Es sind noch Restplätze im Kurs verfügbar.
Bitte schreibt bei intresse an die Diathek.
E-Mail: diathek@kunstwissenschaft.tu-berlin.de

Dozent:innen: Alexander Röstel

Zeiten und Räume:

Einführungstermin 15.02.24, 14-16 Uhr, Diathek

Dienstag, 19. März               
Kupferstichkabinett - Studiensaal
9-12 Uhr & 13-16 Uhr
Zeichnungen
 
Mittwoch, 20. März
Gemäldegalerie - Kulturforum
10-18 Uhr
Malerei
 
Donnerstag, 21. März
Kupferstichkabinett - Studiensaal
9-12 Uhr & 13-16 Uhr
Druckgrafik
 
Freitag, 22. März
Gemäldegalerie Alte Meister, Dresden
10-18 Uhr
Malerei

Modulzugehörigkeit: 

BA-KulT KuWi 2, 3, 6; MA-KuWi 1, 5, 6a.

Beschreibung:
Spätestens seit dem ausgehenden 16. Jahrhundert avancierte Italien - damals noch in verschiedene Königreiche und Fürstentümer unterteilt - zum Sehnsuchtsort all derer, die sich das Reisen leisten konnten. Rom, Venedig, Florenz, Mailand und Neapel waren dabei aus unterschiedlichen Gründen die beliebtesten Ziele für kulturelle Aufenthalte, insbesondere im Rahmen sogenannter Kavaliersreisen. Bologna spielt bis zum heutigen Tag eine eher sekundäre Rolle in der fortlebenden Tradition der Italienreisen und das trotz eines einzigartigen künstlerischen Erbes, das bis in die Antike zurückreicht und seinen Höhepunkt in der äußerst einflussreichen Schule der Carracci fand. Die Exkursion, die insbesondere für fortgeschrittene Bachelor- und Masterstudierende konzipiert ist, möchte ein Korrektiv bilden, indem sie Möglichkeiten schafft, diese pulsierende Metropole anhand der reichen Sammlungen an den Museen in Berlin und Dresden erfahrbar zu machen.

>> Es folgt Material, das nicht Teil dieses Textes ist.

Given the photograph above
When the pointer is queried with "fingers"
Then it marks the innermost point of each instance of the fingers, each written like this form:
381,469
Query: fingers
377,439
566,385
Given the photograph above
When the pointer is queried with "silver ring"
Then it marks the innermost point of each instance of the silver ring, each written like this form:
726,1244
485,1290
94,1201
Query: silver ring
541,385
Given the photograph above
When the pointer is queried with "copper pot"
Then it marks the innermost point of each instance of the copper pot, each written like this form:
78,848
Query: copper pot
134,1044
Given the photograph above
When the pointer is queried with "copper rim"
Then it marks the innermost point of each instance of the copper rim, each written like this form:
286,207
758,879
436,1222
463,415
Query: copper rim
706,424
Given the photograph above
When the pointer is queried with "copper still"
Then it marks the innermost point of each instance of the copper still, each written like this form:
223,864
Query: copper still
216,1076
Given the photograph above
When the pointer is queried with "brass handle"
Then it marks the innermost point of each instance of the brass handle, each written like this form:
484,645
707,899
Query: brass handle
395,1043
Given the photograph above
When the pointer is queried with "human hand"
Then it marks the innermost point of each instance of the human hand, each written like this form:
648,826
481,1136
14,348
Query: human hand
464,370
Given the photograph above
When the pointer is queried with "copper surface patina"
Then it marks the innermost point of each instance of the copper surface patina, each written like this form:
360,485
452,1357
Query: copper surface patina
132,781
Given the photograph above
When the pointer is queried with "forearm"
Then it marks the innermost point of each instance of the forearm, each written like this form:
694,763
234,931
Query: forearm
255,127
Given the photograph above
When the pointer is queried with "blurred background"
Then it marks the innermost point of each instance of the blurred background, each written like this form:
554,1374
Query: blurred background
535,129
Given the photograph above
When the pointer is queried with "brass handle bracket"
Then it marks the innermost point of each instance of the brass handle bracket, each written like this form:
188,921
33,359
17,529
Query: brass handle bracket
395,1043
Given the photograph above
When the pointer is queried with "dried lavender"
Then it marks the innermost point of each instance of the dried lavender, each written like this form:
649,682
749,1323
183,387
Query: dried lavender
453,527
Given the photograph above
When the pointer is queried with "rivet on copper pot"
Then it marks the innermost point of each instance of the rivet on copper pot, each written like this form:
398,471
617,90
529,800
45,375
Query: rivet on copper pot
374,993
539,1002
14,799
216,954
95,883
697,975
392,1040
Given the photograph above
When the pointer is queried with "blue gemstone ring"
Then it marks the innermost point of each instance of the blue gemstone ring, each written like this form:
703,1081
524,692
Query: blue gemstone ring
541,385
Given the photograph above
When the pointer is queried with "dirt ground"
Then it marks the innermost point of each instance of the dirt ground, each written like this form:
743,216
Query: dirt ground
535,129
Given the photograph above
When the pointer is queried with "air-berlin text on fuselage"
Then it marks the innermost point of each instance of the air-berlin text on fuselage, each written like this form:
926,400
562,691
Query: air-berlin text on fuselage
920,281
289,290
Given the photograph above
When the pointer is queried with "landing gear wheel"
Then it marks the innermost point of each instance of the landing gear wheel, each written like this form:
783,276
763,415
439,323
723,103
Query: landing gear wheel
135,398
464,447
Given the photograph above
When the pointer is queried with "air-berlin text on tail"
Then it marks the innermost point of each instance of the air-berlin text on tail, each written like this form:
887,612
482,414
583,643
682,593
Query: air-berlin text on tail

Im Rahmen der Einführungsveranstaltung am 15. Februar 2024 werden herausragende Kunst- und Bauwerke der Stadt vorgestellt. Dazu zählen neben der Basilika des heiligen Petronius, mit ihrem bedeutenden Fassadenschmuck und ihren reich ausgestatteten Kapellen, zahlreiche weitere Kirchen, die für ihre Ausstattungen berühmt sind, darunter San Domenico, San Francesco, Santa Maria dei Servi, Santa Maria della Vita, Santo Stefano und San Giacomo Maggiore. Ein weiterer wesentlicher Aspekt für die Identität der Stadt ist die Universität: 1088 gegründet, gilt sie als die älteste in Europa. Der enge Kontakt mit der Wissenschaft spiegelt sich auch in der Kunstproduktion wider. Dem wirtschaftlichen Aufschwung im 15., 16. und 17. Jahrhundert verdanken sich zuddem eine Reihe reich ausgestatteter Paläste, von denen einige ebenfalls besprochen werden sollen. Zusätzlich zu den Kirchen, Museen und Palästen wird immer wieder die Stadt selbst und ihre wechselvolle Geschichte in den Mittelpunkt gerückt. Keine andere Stadt hat so viele bedeutende Künstlerinnen hervorgebracht wie Bologna, was Überlegungen zu den besonderen Rahmenbedingungen anregt. Der Überblick wird abgerundet durch eine Betrachtung der zeitgenössischen Kunstliteratur, allen voran Carlo Cesare Malvasias Felsina pittrice.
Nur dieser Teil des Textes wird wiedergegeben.